Molecular approaches to discover marine natural products anticancer leads-An update from a drug discovery group collaboration

Author(s): Crews P, Gewick WH, Schmitz FJ, France D, Bair KW, et al.


This paper outlines the results of a collaborative program begun in 1990 under the NIH National Cooperative Drug Discovery Group (NCDDG) program. It involves the unified research of a multi-institutional group from both academic and corporate laboratories. Our working hypothesis is that targets identified through basic molecular and cell biology studies are relevant for the treatment of human cancers. Thus, a broad range of primary biochemical assays have guided the examination of extracts obtained from marine organisms (both collected and cultured) and purified marine natural products. The goal is to discover small molecules effective against these biological targets. An ever-changing panel of assays focus on a number of cancer relevant targets associated with the cell cycle, signal transduction, angiogenesis or apoptosis.
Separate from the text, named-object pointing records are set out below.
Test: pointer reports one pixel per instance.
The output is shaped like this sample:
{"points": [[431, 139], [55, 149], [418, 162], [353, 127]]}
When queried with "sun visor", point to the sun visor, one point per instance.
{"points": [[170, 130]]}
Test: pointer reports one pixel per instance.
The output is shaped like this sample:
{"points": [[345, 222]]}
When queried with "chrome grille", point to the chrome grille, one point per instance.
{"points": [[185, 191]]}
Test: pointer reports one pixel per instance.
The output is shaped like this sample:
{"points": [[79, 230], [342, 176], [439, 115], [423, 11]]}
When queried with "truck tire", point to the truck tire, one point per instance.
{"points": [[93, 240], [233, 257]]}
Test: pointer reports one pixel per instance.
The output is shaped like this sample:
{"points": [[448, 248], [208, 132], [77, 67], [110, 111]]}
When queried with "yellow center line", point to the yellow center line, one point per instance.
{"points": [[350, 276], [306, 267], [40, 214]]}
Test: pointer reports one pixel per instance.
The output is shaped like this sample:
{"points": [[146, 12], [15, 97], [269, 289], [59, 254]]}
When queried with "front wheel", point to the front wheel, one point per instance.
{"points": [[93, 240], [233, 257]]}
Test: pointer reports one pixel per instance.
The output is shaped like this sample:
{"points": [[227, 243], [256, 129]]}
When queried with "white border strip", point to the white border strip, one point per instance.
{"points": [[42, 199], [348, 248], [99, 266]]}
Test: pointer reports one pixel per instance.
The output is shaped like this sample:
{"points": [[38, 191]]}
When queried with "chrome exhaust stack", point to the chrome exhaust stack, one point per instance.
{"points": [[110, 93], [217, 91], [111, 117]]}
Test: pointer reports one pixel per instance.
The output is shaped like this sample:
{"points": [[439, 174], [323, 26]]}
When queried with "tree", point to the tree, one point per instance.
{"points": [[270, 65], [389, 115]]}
A massive library of materials has been assembled for evaluation in the screens and it consists of more than 900 compounds and 16,000 extracts. We believe that these samples have enormous potential for chemodiveristy and progress to date supports this contention. The first part of the paper focuses on highlights from the period 1995–1999. The two most important developments were that the bengamide and the psammaplin families provided important insights leading to the development of two compounds, LAF-389 and NVP-LAQ824. These were both advanced to Phase I anti-cancer clinical trials. A sampling of recent discoveries, including current leads in development is also discussed. Attention then turns to new technologies and strategies aimed at shortening the time interval from an initial lead candidate discovery to assessment of its future therapeutic potential.